O presidente da Câmara, Severino Cavalcanti (PP-PE), defendeu nesta quarta-feira a ampliação do mandato do presidente Luiz Inácio Lula da Silva em dois anos, mas sem direito à reeleição. Ao chegar ao Congresso no início da tarde, Severino manteve seu compromisso de reajustar os salários dos deputados e propôs que os parlamentares que têm criticado o reajuste façam uma carta renunciando ao aumento.
O compromisso de campanha do novo presidente da Câmara foi equiparar os salários dos deputados aos dos ministros do Supremo Tribunal Federal. Ele afirmou que o compromisso terá de ser cumprido.
Severino Cavalcanti informou ainda que, na conversa por telefone com o presidente Luiz Inácio Lula da Silva, ele destacou que foi eleito por uma maioria silenciosa da Casa, que não quer continuar sem voz, deixando claro que o "baixo clero" vai acabar. Segundo ele, há várias coisas que precisam ser feitas, como ações direcionadas a pequenas empresas e ao setor agrícola. Ele afirmou, no entanto, que não será um empecilho para o governo Lula.
O presidente da Câmara ponderou que o governo tem procurado agir em algumas áreas e tem obtido resultados positivos, especialmente no setor rural.
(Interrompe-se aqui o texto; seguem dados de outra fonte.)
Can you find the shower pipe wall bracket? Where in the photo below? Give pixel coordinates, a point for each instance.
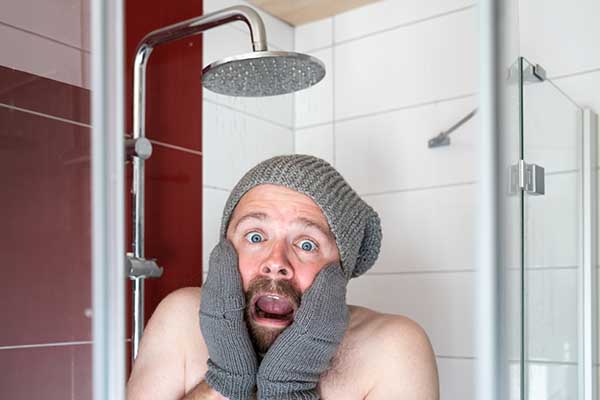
(140, 150)
(533, 74)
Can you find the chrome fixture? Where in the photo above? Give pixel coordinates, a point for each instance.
(443, 138)
(259, 73)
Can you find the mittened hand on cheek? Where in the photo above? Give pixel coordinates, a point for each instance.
(232, 363)
(294, 363)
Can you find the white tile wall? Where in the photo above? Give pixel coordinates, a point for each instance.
(385, 15)
(314, 35)
(426, 230)
(44, 57)
(552, 381)
(584, 89)
(315, 104)
(234, 142)
(280, 35)
(391, 148)
(439, 302)
(425, 62)
(317, 141)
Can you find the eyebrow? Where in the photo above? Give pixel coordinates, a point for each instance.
(255, 215)
(307, 223)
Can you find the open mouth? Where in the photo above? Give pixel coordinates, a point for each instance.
(273, 309)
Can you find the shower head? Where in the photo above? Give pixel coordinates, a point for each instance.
(263, 73)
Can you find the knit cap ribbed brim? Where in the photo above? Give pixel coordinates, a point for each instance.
(354, 224)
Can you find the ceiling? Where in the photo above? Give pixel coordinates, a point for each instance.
(298, 12)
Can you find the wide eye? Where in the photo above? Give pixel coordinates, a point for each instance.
(254, 237)
(307, 245)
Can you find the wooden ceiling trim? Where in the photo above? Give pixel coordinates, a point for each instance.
(299, 12)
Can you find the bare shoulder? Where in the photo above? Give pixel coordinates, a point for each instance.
(399, 353)
(172, 332)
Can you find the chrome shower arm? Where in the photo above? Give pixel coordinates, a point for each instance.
(167, 34)
(200, 24)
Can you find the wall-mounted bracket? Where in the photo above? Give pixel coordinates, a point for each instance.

Severino elogiou o trabalho do ministro da Agricultura, Roberto Rodrigues, e disse que o resultado tem sido o aumento da produção rural no país.
Severino deve se encontrar na quinta-feira com o presidente Luiz Inácio Lula da Silva. O encontro, porém, ainda não foi agendado. Nesta quarta-feira, ele recebeu o ministro da Coordenação Política, Aldo Rebelo, que saiu sem falar com a imprensa.